"We've lost all that ability to know a world beyond the physical ... I am a bridge between these two worlds," Mack has said. |
John
Mack and ET vs. Harvard Medical School
By Bryce Buchanan |
Mack has told stories about his patient Ed, who was seduced by an alien woman with long hair and big eyes who needed his sperm to "make special babies." Then there is Peter, who settled into a long-term relationship with an "alien wife" from a "parallel universe." Another of Mack's patients became alien-impregnated from a close encounter of the sexual kind. There are many other stories, from people as young as three years old, and Mack not only appears to believe them all, but is a visible cheerleader for the storytellers.
You may have assumed, as I did, that Mack's questionable crusade was further proof that the intellectual standards at universities are declining, since Mack's extreme credulity did not appear to offend or embarrass Harvard.
We were wrong. A year ago, the Dean of the Harvard Medical School, Daniel Tosteson, formed a special faculty committee to investigate Mack. In more than 30 closed-door meetings over the last 12 months, the committee has attempted to determine if Mack's research methods meet Harvard's standards and whether Mack has exploited his abduction patients or treated them in any way harmful to their mental health.
The report is said to be sharply critical of Mack's research methods. Mack and the two attorneys defending him are treating the inquiry as a serious abuse of his academic freedom. "The whole point of tenure," said attorney Roderick Macleish "is to allow scholars to pursue unorthodox ideas."
Mack has compared himself to Galileo being persecuted for his visionary approach, but according to one faculty member who has seen the committee's draft report, Mack's freedom to study any area of interest to him is strongly defended: It is his methods that are not acceptable. Galileo, after all, was using a carefully reasoned scientific method, in opposition to the mystical approaches to knowledge which prevailed in the Dark Ages.
It was this mystical epistemology that kept the Dark Ages dark, and it was the ascendancy of reason that brought forth the light. That Mack is an advocate of mystical ways of knowing, and is acting contrary to science, is clear from his public statements. He speaks of "the world of other dimensions, of other realities, that can cross over into our world"; only "epistemological totalitarians" require objective physical proof for this; and, if you skeptics would only "expand your consciousness" (drop the need for evidence), you could accept "consciousness, our total being, as a way of knowing."

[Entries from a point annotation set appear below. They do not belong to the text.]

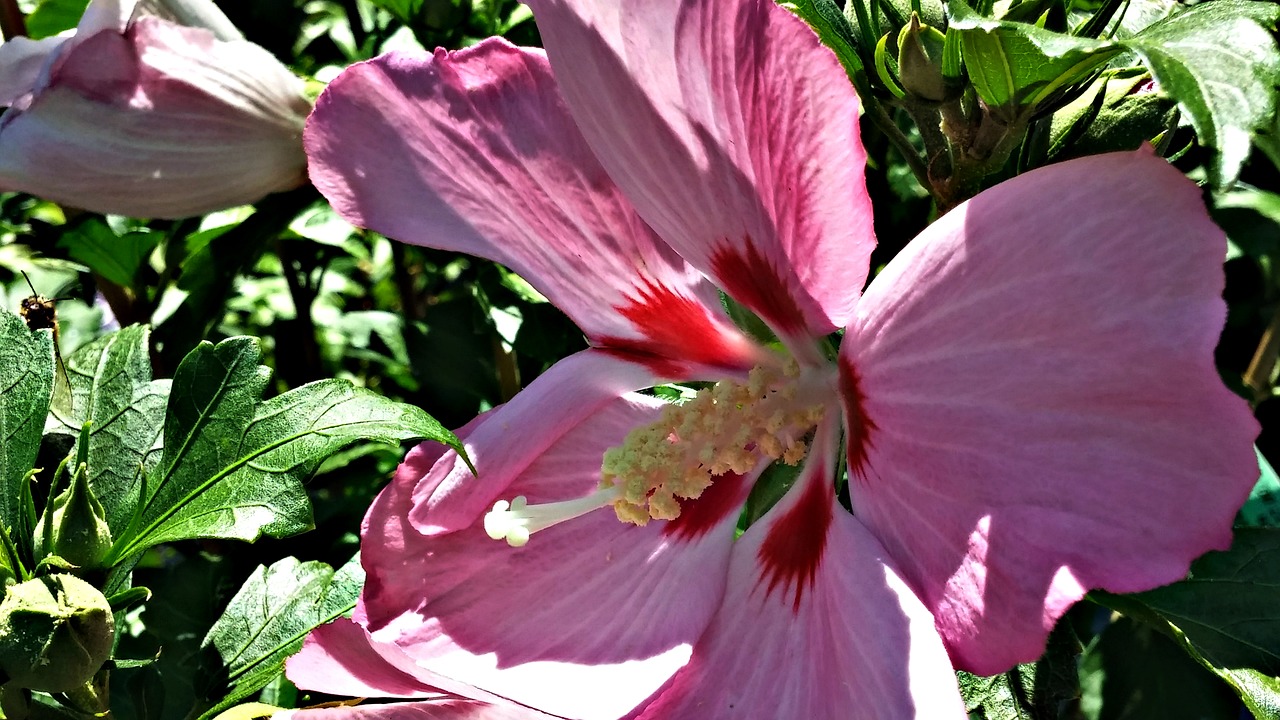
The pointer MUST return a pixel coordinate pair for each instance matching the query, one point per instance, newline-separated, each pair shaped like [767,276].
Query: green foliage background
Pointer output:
[457,336]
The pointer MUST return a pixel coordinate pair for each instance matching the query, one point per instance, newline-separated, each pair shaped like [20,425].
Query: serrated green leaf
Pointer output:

"We've lost all that ability to know a world beyond the physical ... I am a bridge between these two worlds," Mack has said.
This "way of knowing," without evidence, is not a new and enlightened approach, as Mack suggests. It is the Dark Ages approach in new clothes. The Dean of Harvard Medical School is right to be concerned. An open attack on reason from someone within the scientific community should not be ignored.
It is worth noting that there is a Messianic element to Mack's abduction stories, similar to religious and paranormal fads. In channeling, the disembodied spirits generally try to give mankind a message about peace, love or the environment, with suggestions (usually stale platitudes) about how to live or how to avoid a coming catastrophe. It's an urgent message "from beyond" to the channeler for mankind.
My initial impression was that aliens had traveled across the universe primarily to have sex with Mack's patients, because most of the stories are like bizarre sexual dreams. But when Mack discussed his work on the "New Age" radio program, New Dimensions, he focused on the important messages these aliens bring to Earth: peace and approaching environmental disaster. They have something to say to us that we need to listen to, Mack warned. They are trying to help us ... if we will only listen to him ... to him, the chosen bridge between two worlds.
You could almost hear him say, 'And lo, verily, the skeptics minds were hardened against the new messiah bearing the Truth for our new age; the Truth delivered by caring (and sex-crazed) aliens. And, verily, the skeptics did not embrace the great things they had heard, but formed a committee to cast stones upon him.'
I say in response, "Forgive them. They know what they are doing."